It’s not your doctor’s fault you can’t get an appointment

5 comments
  1. The article gives two justifications for GPs refusing to switch back to face to face appointments:

    1) Some patients are abusive

    2) GPs have too many patients and many feel stressed

    Neither of those change the fact that they’re drawing a salary for a job that they aren’t doing. You can’t just hide behind a phone because people are mean and you’re stressed, it’s meant to be a customer facing job.

    Sob stories aside, if a GP is refusing f2f appointments that it their decision, so ultimately their fault.

  2. It is actually assuming he’s the GP. He’s paid per person on his roles and he has committed to give them all appointments. If he can’t fit you in, he needs to be less of a greedy fuck and take less money and free it up for the next doctor.

  3. Well, the way I see it, as GP clinics are businesses contracted to supply GP services to the NHS, so the buck stops with them if for what ever reason if they can’t for fill those obligations.

    It might not be your actual doctors fault, but it is the fault of the organisation that they work for.

  4. Doctors in the UK took 10-15 years to setup basic IT systems in their surgeries so people could make online appointments, that was a looming big red flag signaling its disarray. The contracts are all a complicated mess as well. Simply make all surgeries private, then let them claim money back from the government or let people rebate the cost of care like many other countries do. Money lost if you don’t turn up.

  5. As someone who has twice had the same condition escalate until it cost the NHS and economy (and me) far more time and money to treat than it should have I’m afraid my experience has been the GPs need to not be their own bosses or doing any management and admin as if they were business owners.
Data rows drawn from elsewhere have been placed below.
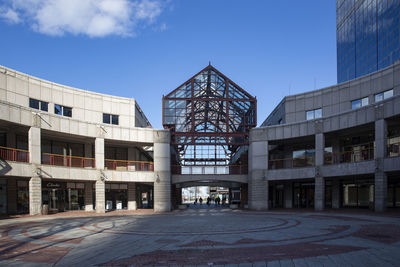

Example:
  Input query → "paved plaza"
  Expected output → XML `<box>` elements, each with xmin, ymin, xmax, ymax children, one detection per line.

<box><xmin>0</xmin><ymin>208</ymin><xmax>400</xmax><ymax>266</ymax></box>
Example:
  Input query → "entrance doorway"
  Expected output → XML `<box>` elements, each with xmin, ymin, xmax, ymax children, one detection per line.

<box><xmin>294</xmin><ymin>183</ymin><xmax>315</xmax><ymax>208</ymax></box>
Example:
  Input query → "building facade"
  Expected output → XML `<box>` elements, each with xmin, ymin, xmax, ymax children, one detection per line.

<box><xmin>336</xmin><ymin>0</ymin><xmax>400</xmax><ymax>83</ymax></box>
<box><xmin>0</xmin><ymin>67</ymin><xmax>171</xmax><ymax>215</ymax></box>
<box><xmin>0</xmin><ymin>62</ymin><xmax>400</xmax><ymax>214</ymax></box>
<box><xmin>258</xmin><ymin>62</ymin><xmax>400</xmax><ymax>211</ymax></box>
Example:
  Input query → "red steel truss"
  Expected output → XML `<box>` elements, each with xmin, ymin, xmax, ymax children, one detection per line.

<box><xmin>162</xmin><ymin>65</ymin><xmax>257</xmax><ymax>169</ymax></box>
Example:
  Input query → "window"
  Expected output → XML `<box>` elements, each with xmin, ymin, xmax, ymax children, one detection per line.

<box><xmin>306</xmin><ymin>108</ymin><xmax>322</xmax><ymax>120</ymax></box>
<box><xmin>103</xmin><ymin>113</ymin><xmax>119</xmax><ymax>125</ymax></box>
<box><xmin>29</xmin><ymin>98</ymin><xmax>49</xmax><ymax>111</ymax></box>
<box><xmin>54</xmin><ymin>104</ymin><xmax>72</xmax><ymax>117</ymax></box>
<box><xmin>375</xmin><ymin>89</ymin><xmax>393</xmax><ymax>103</ymax></box>
<box><xmin>351</xmin><ymin>97</ymin><xmax>369</xmax><ymax>109</ymax></box>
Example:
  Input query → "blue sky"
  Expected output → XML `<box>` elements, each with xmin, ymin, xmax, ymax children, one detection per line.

<box><xmin>0</xmin><ymin>0</ymin><xmax>336</xmax><ymax>128</ymax></box>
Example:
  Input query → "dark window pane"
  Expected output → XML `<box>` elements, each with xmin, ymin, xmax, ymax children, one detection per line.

<box><xmin>29</xmin><ymin>98</ymin><xmax>39</xmax><ymax>109</ymax></box>
<box><xmin>40</xmin><ymin>102</ymin><xmax>49</xmax><ymax>111</ymax></box>
<box><xmin>63</xmin><ymin>107</ymin><xmax>72</xmax><ymax>117</ymax></box>
<box><xmin>103</xmin><ymin>113</ymin><xmax>110</xmax><ymax>123</ymax></box>
<box><xmin>54</xmin><ymin>104</ymin><xmax>62</xmax><ymax>115</ymax></box>
<box><xmin>112</xmin><ymin>115</ymin><xmax>118</xmax><ymax>125</ymax></box>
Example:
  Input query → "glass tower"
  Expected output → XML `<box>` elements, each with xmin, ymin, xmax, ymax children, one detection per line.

<box><xmin>336</xmin><ymin>0</ymin><xmax>400</xmax><ymax>83</ymax></box>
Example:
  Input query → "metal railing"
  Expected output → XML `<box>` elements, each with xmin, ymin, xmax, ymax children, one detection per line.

<box><xmin>171</xmin><ymin>165</ymin><xmax>248</xmax><ymax>174</ymax></box>
<box><xmin>387</xmin><ymin>142</ymin><xmax>400</xmax><ymax>157</ymax></box>
<box><xmin>42</xmin><ymin>153</ymin><xmax>95</xmax><ymax>168</ymax></box>
<box><xmin>104</xmin><ymin>159</ymin><xmax>154</xmax><ymax>172</ymax></box>
<box><xmin>324</xmin><ymin>147</ymin><xmax>375</xmax><ymax>165</ymax></box>
<box><xmin>268</xmin><ymin>156</ymin><xmax>315</xmax><ymax>170</ymax></box>
<box><xmin>0</xmin><ymin>146</ymin><xmax>29</xmax><ymax>162</ymax></box>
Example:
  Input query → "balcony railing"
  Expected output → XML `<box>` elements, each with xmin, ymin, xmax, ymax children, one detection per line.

<box><xmin>104</xmin><ymin>159</ymin><xmax>154</xmax><ymax>172</ymax></box>
<box><xmin>42</xmin><ymin>153</ymin><xmax>95</xmax><ymax>168</ymax></box>
<box><xmin>324</xmin><ymin>147</ymin><xmax>375</xmax><ymax>165</ymax></box>
<box><xmin>268</xmin><ymin>157</ymin><xmax>315</xmax><ymax>170</ymax></box>
<box><xmin>171</xmin><ymin>165</ymin><xmax>248</xmax><ymax>174</ymax></box>
<box><xmin>387</xmin><ymin>143</ymin><xmax>400</xmax><ymax>157</ymax></box>
<box><xmin>0</xmin><ymin>146</ymin><xmax>29</xmax><ymax>162</ymax></box>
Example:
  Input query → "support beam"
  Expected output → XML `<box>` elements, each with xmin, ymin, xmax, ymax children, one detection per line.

<box><xmin>332</xmin><ymin>179</ymin><xmax>340</xmax><ymax>209</ymax></box>
<box><xmin>248</xmin><ymin>140</ymin><xmax>269</xmax><ymax>210</ymax></box>
<box><xmin>29</xmin><ymin>176</ymin><xmax>42</xmax><ymax>215</ymax></box>
<box><xmin>94</xmin><ymin>137</ymin><xmax>104</xmax><ymax>170</ymax></box>
<box><xmin>28</xmin><ymin>127</ymin><xmax>41</xmax><ymax>165</ymax></box>
<box><xmin>153</xmin><ymin>130</ymin><xmax>171</xmax><ymax>212</ymax></box>
<box><xmin>374</xmin><ymin>118</ymin><xmax>387</xmax><ymax>214</ymax></box>
<box><xmin>283</xmin><ymin>182</ymin><xmax>293</xmax><ymax>209</ymax></box>
<box><xmin>95</xmin><ymin>179</ymin><xmax>106</xmax><ymax>213</ymax></box>
<box><xmin>128</xmin><ymin>183</ymin><xmax>137</xmax><ymax>210</ymax></box>
<box><xmin>314</xmin><ymin>133</ymin><xmax>325</xmax><ymax>210</ymax></box>
<box><xmin>85</xmin><ymin>183</ymin><xmax>93</xmax><ymax>211</ymax></box>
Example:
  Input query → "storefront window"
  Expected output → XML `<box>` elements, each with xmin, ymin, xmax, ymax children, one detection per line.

<box><xmin>42</xmin><ymin>181</ymin><xmax>85</xmax><ymax>212</ymax></box>
<box><xmin>105</xmin><ymin>184</ymin><xmax>128</xmax><ymax>210</ymax></box>
<box><xmin>343</xmin><ymin>179</ymin><xmax>374</xmax><ymax>208</ymax></box>
<box><xmin>17</xmin><ymin>181</ymin><xmax>29</xmax><ymax>214</ymax></box>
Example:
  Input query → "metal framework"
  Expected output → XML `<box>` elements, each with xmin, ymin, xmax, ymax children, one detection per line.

<box><xmin>162</xmin><ymin>65</ymin><xmax>257</xmax><ymax>170</ymax></box>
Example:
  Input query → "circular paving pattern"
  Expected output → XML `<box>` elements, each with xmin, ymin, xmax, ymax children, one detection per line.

<box><xmin>0</xmin><ymin>209</ymin><xmax>400</xmax><ymax>266</ymax></box>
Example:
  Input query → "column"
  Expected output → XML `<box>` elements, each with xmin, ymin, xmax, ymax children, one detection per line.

<box><xmin>153</xmin><ymin>130</ymin><xmax>171</xmax><ymax>212</ymax></box>
<box><xmin>28</xmin><ymin>127</ymin><xmax>41</xmax><ymax>164</ymax></box>
<box><xmin>85</xmin><ymin>183</ymin><xmax>93</xmax><ymax>211</ymax></box>
<box><xmin>94</xmin><ymin>137</ymin><xmax>104</xmax><ymax>170</ymax></box>
<box><xmin>7</xmin><ymin>129</ymin><xmax>17</xmax><ymax>148</ymax></box>
<box><xmin>248</xmin><ymin>136</ymin><xmax>268</xmax><ymax>210</ymax></box>
<box><xmin>284</xmin><ymin>182</ymin><xmax>293</xmax><ymax>209</ymax></box>
<box><xmin>314</xmin><ymin>133</ymin><xmax>325</xmax><ymax>210</ymax></box>
<box><xmin>95</xmin><ymin>180</ymin><xmax>106</xmax><ymax>213</ymax></box>
<box><xmin>7</xmin><ymin>177</ymin><xmax>17</xmax><ymax>214</ymax></box>
<box><xmin>332</xmin><ymin>179</ymin><xmax>340</xmax><ymax>209</ymax></box>
<box><xmin>375</xmin><ymin>118</ymin><xmax>387</xmax><ymax>211</ymax></box>
<box><xmin>128</xmin><ymin>183</ymin><xmax>137</xmax><ymax>210</ymax></box>
<box><xmin>29</xmin><ymin>176</ymin><xmax>42</xmax><ymax>215</ymax></box>
<box><xmin>128</xmin><ymin>147</ymin><xmax>136</xmax><ymax>171</ymax></box>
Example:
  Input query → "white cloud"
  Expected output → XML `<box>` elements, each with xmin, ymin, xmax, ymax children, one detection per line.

<box><xmin>0</xmin><ymin>7</ymin><xmax>21</xmax><ymax>24</ymax></box>
<box><xmin>0</xmin><ymin>0</ymin><xmax>165</xmax><ymax>37</ymax></box>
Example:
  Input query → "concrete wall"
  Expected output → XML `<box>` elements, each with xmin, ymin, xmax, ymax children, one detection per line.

<box><xmin>0</xmin><ymin>66</ymin><xmax>150</xmax><ymax>127</ymax></box>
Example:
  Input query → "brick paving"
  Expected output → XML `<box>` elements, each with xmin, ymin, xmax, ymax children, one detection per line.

<box><xmin>0</xmin><ymin>210</ymin><xmax>400</xmax><ymax>266</ymax></box>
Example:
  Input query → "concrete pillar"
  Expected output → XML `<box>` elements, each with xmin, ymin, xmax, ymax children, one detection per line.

<box><xmin>85</xmin><ymin>183</ymin><xmax>93</xmax><ymax>211</ymax></box>
<box><xmin>283</xmin><ymin>182</ymin><xmax>293</xmax><ymax>209</ymax></box>
<box><xmin>7</xmin><ymin>177</ymin><xmax>17</xmax><ymax>214</ymax></box>
<box><xmin>374</xmin><ymin>118</ymin><xmax>387</xmax><ymax>211</ymax></box>
<box><xmin>29</xmin><ymin>177</ymin><xmax>42</xmax><ymax>215</ymax></box>
<box><xmin>94</xmin><ymin>137</ymin><xmax>104</xmax><ymax>170</ymax></box>
<box><xmin>85</xmin><ymin>143</ymin><xmax>93</xmax><ymax>158</ymax></box>
<box><xmin>7</xmin><ymin>129</ymin><xmax>17</xmax><ymax>148</ymax></box>
<box><xmin>95</xmin><ymin>180</ymin><xmax>106</xmax><ymax>213</ymax></box>
<box><xmin>28</xmin><ymin>127</ymin><xmax>41</xmax><ymax>164</ymax></box>
<box><xmin>314</xmin><ymin>133</ymin><xmax>325</xmax><ymax>210</ymax></box>
<box><xmin>332</xmin><ymin>179</ymin><xmax>340</xmax><ymax>209</ymax></box>
<box><xmin>128</xmin><ymin>183</ymin><xmax>137</xmax><ymax>210</ymax></box>
<box><xmin>248</xmin><ymin>138</ymin><xmax>269</xmax><ymax>210</ymax></box>
<box><xmin>153</xmin><ymin>130</ymin><xmax>171</xmax><ymax>212</ymax></box>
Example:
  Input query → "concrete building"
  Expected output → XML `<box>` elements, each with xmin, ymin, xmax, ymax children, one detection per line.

<box><xmin>260</xmin><ymin>62</ymin><xmax>400</xmax><ymax>211</ymax></box>
<box><xmin>0</xmin><ymin>67</ymin><xmax>171</xmax><ymax>215</ymax></box>
<box><xmin>0</xmin><ymin>58</ymin><xmax>400</xmax><ymax>214</ymax></box>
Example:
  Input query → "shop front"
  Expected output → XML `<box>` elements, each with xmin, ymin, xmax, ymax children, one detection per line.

<box><xmin>105</xmin><ymin>183</ymin><xmax>128</xmax><ymax>210</ymax></box>
<box><xmin>42</xmin><ymin>181</ymin><xmax>85</xmax><ymax>213</ymax></box>
<box><xmin>293</xmin><ymin>182</ymin><xmax>315</xmax><ymax>208</ymax></box>
<box><xmin>342</xmin><ymin>178</ymin><xmax>374</xmax><ymax>209</ymax></box>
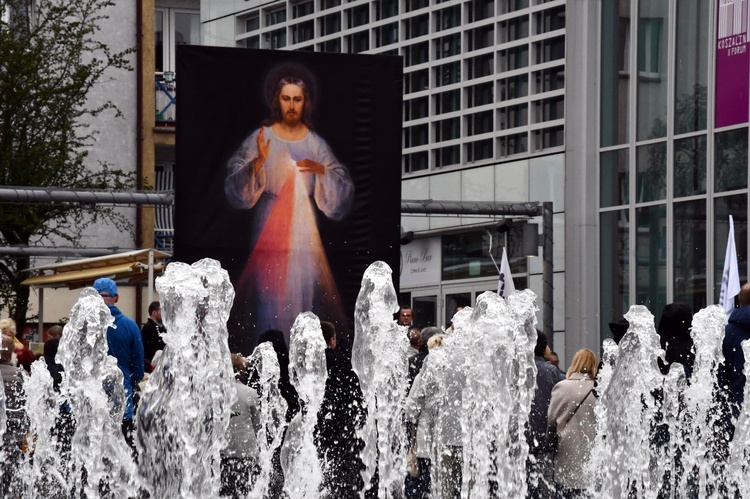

    I had what should have been a simple cancer diagnosis drawn out over 4 months because a GP just wanted to prescribe antibiotics on the basis of an econsult and photos. Then of course it turns more serious and a couple of months on urgent referral led to surgery another 6 weeks later. Then, with an infected surgery scar – when antibiotics were actually the answer – nothing. Not even an appointment. So it went until it was bad enough for A&E (borderline sepsis) and that’s everyone (except the GP) in a far worse position for fixing things and the capacity taken up than it should have been.

    GPs are gatekeepers to the rest of the system but they don’t seem to always be doing the best job of it.